- Two in five companies could be forced to reduce their AI agents by 2027
- Companies urged to reconsider basic governance policies
- A comprehensive four-stage framework is introduced
Gartner has warned that up to two in five companies will have to decommission their AI agents by 2027 due to gaps in their governance frameworks that could be discovered only after incidents occur.
This is because organizations are treating AI agents as either completely locked down or fully trusted; It’s these uniform controls that could end up causing the biggest headaches for businesses in the years to come.
The report reveals that this could actually present two risks: In addition to the obvious miscalculated trust that allows agents to access systems they should not have access to, overly strict policies could drive human workers to other unapproved tools, adding to the potential risks of data exposure.

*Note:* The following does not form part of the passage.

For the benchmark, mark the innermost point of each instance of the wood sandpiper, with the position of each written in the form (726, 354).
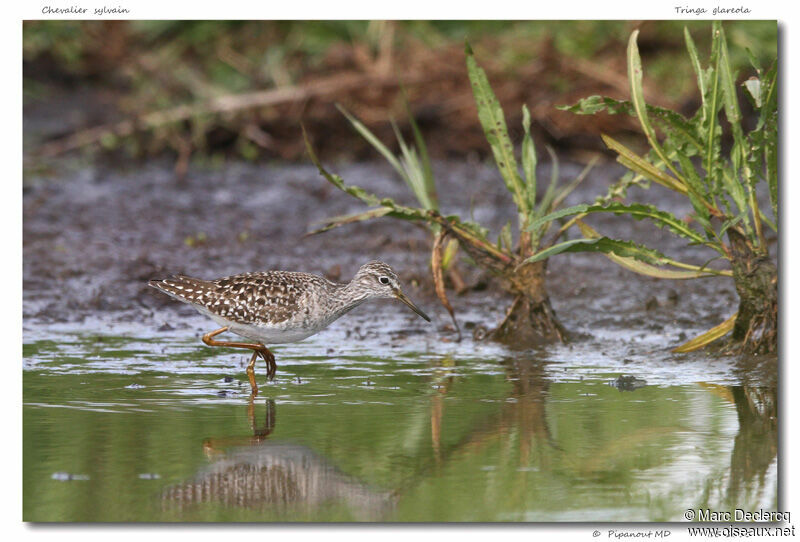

Governance is a crucial consideration for agent AI
Moving forward, Gartner advises companies to adopt a four-stage framework for more granular access controls, starting with ‘Level 1: Observe.’ This would grant AI agents read-only access to defined data sources, with results only available to the requesting user.
‘Level 2: Advice’ would add to this by generating recommendations or proposed actions that need to be manually reviewed by humans; Under this policy, agents would still not have write access to the systems.
For full read and write access, ‘Level 3: Act with Approval’ would allow agents to perform actions, write data, and send communications, but only after explicit human approval each time.
The final policy, ‘Stage 4: Act Autonomously’, is where AI agents can really shine by executing actions on their own. Humans would still be involved in exceptions, audit logs, and aggregated result levels.
“Because accountability for outcomes remains the responsibility of the organization, this level requires the most rigorous governance, including continuous monitoring, enforced guardrails, rapid reversal mechanisms, circuit breakers that stop agent operation in case of threshold violations, and clear ownership of agent behavior,” explained senior director and analyst Shiva Varma.
Gartner’s report essentially serves to remind companies that rushing toward autonomy without careful consideration of what agents can read and write could harm security in the future. With a calculated approach to governance, companies can avoid reactive rollbacks entirely.